Alf was polishing the the nice new cup he had just won (he was, as you all know, the world tiddlywink champion of 1742) and, as he stared disconsolately into the shiny silverware, he had an idea. Off he went to find a silversmith, he had the cutlery silver plated to stop it rusting. Mrs. P was happy, well for a couple of hours at least, and showed off her silverware to all her friends and so it became the standard practice to silver and nickel plate cutlery to stop it rusting.
Time passed, it does doesn’t it?
Between 1820 and 1909 there were blokes all over Europe messing about in their garden sheds mixing up brews of hot iron. Englishmen Stoddard, Farraday, Woods and Clark, Frenchmen Berthier, Brustlein and Guillet, Germans Goldschmidt, Monnartz, Borchers and the Krupps, Daniel Widdon, Harry Hawk, Old Uncle Tom Cobley and all. They tried mixing all sorts of things in with iron to try and stop it rusting: chromium, nickel, molybdenum, old socks, dead frogs, bat's wings and newt’s testicles. It was all a bit shambolic really with people urinating around all over the place like a pack of dogs without a tree.
But then one day someone finally got it right.
“Knock, knock.”
“Who’s theer?”
“I say, is that Harry, Harry Brearley?”
“Aye tis, wot d’ yer want?”
“I say old chap, my barrel’s a little sloppy in the middle.”
“Now don’t tha go bringin’ thi pers’nal problems ‘ere.”
“Oh no old chap don’t get me wrong, it’s my gun, the barrel’s worn out you see.”
“Wot’s that t’do wi’ me?”
“Well I understand from your dear old mater that you’re a pretty smart sort of a chappie, been studying steel what ho. I wonder, old bean, could you be so good as to find a strong steel for my gun that won’t wear out after downing a mere three pheasants?”
“Maybe I’ll si wot I can do.”
“Oh I say, spiffing old chap.”
Harry was a clever sort of a chap who came from that famous steel town of Sheffield and while developing a steel for gun barrels that didn’t wear out he inadvertently found a steel that didn’t rust. He called it “rustless” steel. His bosses (obviously very shrewd Yorkshire chappies) weren’t interested so instead he went to see a bloke called Ernest Stuart at RF Mosley who made cutlery. It was Ernest that changed the name to “stainless steel” and together they started the widespread use of stainless steel for making cutlery.
It is generally regarded that it was Harry Brearley who, in 1911, finally got it right. He realised that to make fully stainless steel you needed to mix at least 10.5% chromium and, very importantly, have less than 0.15% carbon in your steel. His early development produced a stainless steel that was what we now know as the 400 series specifically stainless steel 430.
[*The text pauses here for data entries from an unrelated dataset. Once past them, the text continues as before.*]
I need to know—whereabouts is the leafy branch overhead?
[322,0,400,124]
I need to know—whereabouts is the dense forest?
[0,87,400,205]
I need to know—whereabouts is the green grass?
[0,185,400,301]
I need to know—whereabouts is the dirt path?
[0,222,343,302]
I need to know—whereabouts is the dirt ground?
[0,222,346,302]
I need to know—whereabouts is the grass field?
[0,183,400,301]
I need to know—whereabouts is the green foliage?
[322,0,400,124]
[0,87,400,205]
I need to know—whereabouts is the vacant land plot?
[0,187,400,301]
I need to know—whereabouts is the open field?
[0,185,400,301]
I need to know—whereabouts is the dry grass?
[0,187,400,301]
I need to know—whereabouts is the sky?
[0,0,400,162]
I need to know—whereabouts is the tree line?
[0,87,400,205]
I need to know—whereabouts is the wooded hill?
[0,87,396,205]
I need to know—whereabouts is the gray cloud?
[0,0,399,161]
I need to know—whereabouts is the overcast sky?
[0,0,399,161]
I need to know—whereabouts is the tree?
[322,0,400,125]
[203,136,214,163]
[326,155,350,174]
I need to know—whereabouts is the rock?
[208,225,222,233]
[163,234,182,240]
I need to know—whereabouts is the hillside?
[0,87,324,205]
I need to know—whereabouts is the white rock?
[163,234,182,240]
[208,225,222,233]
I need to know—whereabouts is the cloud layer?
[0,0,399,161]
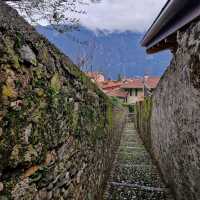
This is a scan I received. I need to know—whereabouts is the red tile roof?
[122,78,144,89]
[105,89,128,98]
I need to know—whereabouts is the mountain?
[37,26,171,79]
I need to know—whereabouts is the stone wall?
[0,1,125,200]
[134,19,200,200]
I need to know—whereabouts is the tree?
[3,0,99,32]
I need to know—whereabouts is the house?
[87,72,160,104]
[143,76,160,97]
[86,72,105,83]
[105,88,128,103]
[121,78,144,104]
[141,0,200,54]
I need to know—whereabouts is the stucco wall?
[135,22,200,200]
[0,1,125,200]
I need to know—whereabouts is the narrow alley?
[104,116,173,200]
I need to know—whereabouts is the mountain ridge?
[36,26,171,79]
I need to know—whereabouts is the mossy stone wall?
[137,19,200,200]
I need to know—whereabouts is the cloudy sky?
[80,0,166,32]
[12,0,167,33]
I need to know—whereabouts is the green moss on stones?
[51,73,61,94]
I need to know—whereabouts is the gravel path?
[104,116,173,200]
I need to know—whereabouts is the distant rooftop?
[141,0,200,53]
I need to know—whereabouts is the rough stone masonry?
[137,21,200,200]
[0,1,125,200]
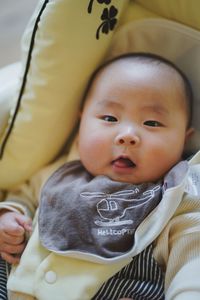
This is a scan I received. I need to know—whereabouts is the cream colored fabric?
[8,152,200,300]
[136,0,200,30]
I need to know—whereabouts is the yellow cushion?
[0,0,128,188]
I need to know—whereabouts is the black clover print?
[96,5,118,40]
[88,0,111,14]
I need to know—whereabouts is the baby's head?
[78,53,193,184]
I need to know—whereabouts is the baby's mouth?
[112,156,136,168]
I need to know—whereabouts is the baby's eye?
[144,120,163,127]
[101,115,117,122]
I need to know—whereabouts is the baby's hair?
[81,52,193,128]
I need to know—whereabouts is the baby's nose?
[115,130,140,146]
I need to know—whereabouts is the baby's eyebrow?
[97,99,123,109]
[142,104,170,115]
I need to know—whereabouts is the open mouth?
[112,156,136,168]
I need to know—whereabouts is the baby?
[0,53,200,300]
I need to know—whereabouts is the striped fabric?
[92,245,165,300]
[0,258,10,300]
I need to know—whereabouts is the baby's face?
[79,60,191,184]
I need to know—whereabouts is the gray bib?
[39,161,162,258]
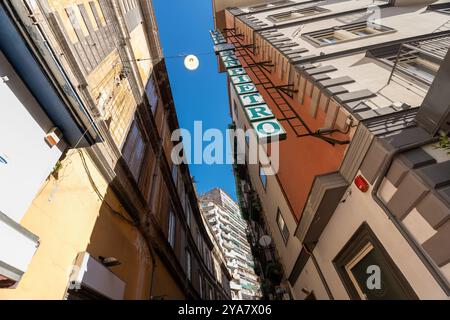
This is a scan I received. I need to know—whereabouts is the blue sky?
[153,0,236,199]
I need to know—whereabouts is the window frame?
[267,6,330,23]
[259,163,267,190]
[333,222,418,300]
[186,249,192,281]
[301,22,397,47]
[167,208,177,248]
[276,208,291,245]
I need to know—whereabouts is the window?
[209,286,214,300]
[198,273,203,298]
[259,164,267,189]
[172,164,178,186]
[145,76,158,113]
[370,41,442,86]
[122,121,145,181]
[277,209,289,244]
[186,250,192,281]
[197,230,203,252]
[333,223,417,300]
[0,274,17,289]
[302,22,395,46]
[167,210,176,248]
[267,6,329,22]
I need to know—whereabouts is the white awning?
[70,252,125,300]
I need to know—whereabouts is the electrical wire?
[77,149,137,227]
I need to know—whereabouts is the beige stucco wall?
[0,150,155,299]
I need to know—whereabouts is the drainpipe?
[372,137,450,295]
[303,243,334,300]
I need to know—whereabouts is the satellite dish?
[259,234,272,248]
[184,54,200,71]
[291,25,303,38]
It was a team effort though and as order came from chaos others made their contributions. Guillet and a chap called Guissen did a lot of work on the addition of nickel which produced the famous 300 series of “Austenitic” stainless steels. Once again the Germans Monnach and Borscher also made their mark.
“I zay Klaus, vot iff vee add zee molybdneum?”
“Molybdenum? Vos isch das?”
“Ich veis nicht Klaus, but isch zounds veery good.”
“Donner undt blitzen Hans, vee haff zee veery, veery schtainlees schteel!”
“Off korse Klaus, vee can make zee vunderful schtainless schteel koz vee haff zee mussels in zee schpittal.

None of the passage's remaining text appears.